Caso tenham sido aplicados testes funcionais (teste de caminhada de 6 minutos, velocidade da marcha, Timed Up & Go, manovacuometria, goniometria, testes clínicos, etc…) este é o momento de apresentá-los. Se você apresentou testes que são rotineiramente realizados por fisioterapeutas, mas a plateia for composta por outras categorias profissionais (Ex: psicologia, fonoaudiologia, Serviço social, medicina, terapia ocupacional, etc.), é de bom tom apresentar uma breve explicação sobre o teste e também como interpretar cada teste funcional – ou pelo menos explicar os mais importantes para o caso que está sendo apresentado. Afinal de contas, nem todo mundo é obrigado a conhecer o Timed Up & Go, não é mesmo?

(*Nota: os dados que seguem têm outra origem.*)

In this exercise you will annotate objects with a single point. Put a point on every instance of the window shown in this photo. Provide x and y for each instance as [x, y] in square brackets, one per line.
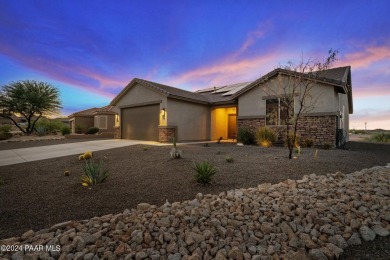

Exames complementares (laboratório e imagens) Neste momento você deve apresentar quaisquer testes laboratoriais relevantes, imagens ou outros diagnósticos obtidos. Você não precisa relatar os resultados de todos os testes solicitados, mas pode aproveitar e mais uma vez estimular a participação da plateia.
Atenção! É para estimular a participação e não para fazer uma prova oral ! Apresente uma radiografia, aponte as alterações presentes e só depois questione a plateia sobre como isso se relaciona com o caso. Neste momento, caso o exame complementar possua um laudo, pode ser interessante incluí-lo no slide, como uma infomração que pode ser revelada ao término da discussão. O mesmo vale para gasometria, hemograma, tomografias, etc…
Antes de apresentar, considere quais resultados darão mais suporte a sua apresentação e exclua exames desnecessários.

PARTE 3 – CONCLUSÃO

Avaliação e plano de tratamento Você deve concluir sua apresentação com a sua conclusão sobre a avaliação e o plano de tratamento. Esta é a parte mais importante da sua apresentação e dá a você a oportunidade de mostrar à sua equipe o quanto você realmente sabe. 

Neste item você deve incluir:

• Um breve resumo do caso e o fisiodiagnóstico (se puder correlacionar com a CIF, tenho certeza que vai arrancar lágrimas de orgulho dos seus preceptores).
• Seu plano de tratamento. Isso deve incluir, se possível, os objetivos a curto, médio e longo prazo e as principais condutas.
• Os resultados preliminares do tratamento proposto. Como a sessão clínica é a apresentação de um caso real que se encontra em atendimento, você pode relatar os avanços, bem como as dificuldades, a assiduidade, nível de engajamento do paciente ao tratamento, etc.
• Direções futuras. Agora um pouco de exercício de futurologia… Você pode encerrar a sessão apresentando o prognóstico do paciente, eventuais limitações funcionais, demandas para outras categorias profissionais, como fonoaudiologia, terapia ocupacional, psicologia ou especialidades médicas.

Observação: Caso a apresentação esteja sendo feita somente para fisioterapeutas, uma alternativa interessante é promover uma discussão com a platéia sobre quais seriam as abordagens possíveis e os objetivos a serem alcançados com o paciente, e ao final dessa discussão, você abre um slide mostrando o que foi feito em termos de tratamento com esse paciente até o momento –  Isso certamente torna a apresentação muito mais rica e pode gerar boas sugestões de tratamento.  

Muito bem galera, sei que escrevi pra caramba, mas se você chegou até, espero que este texto tenha lhe agregado algum conhecimento. Boa sorte em sua apresentação!!!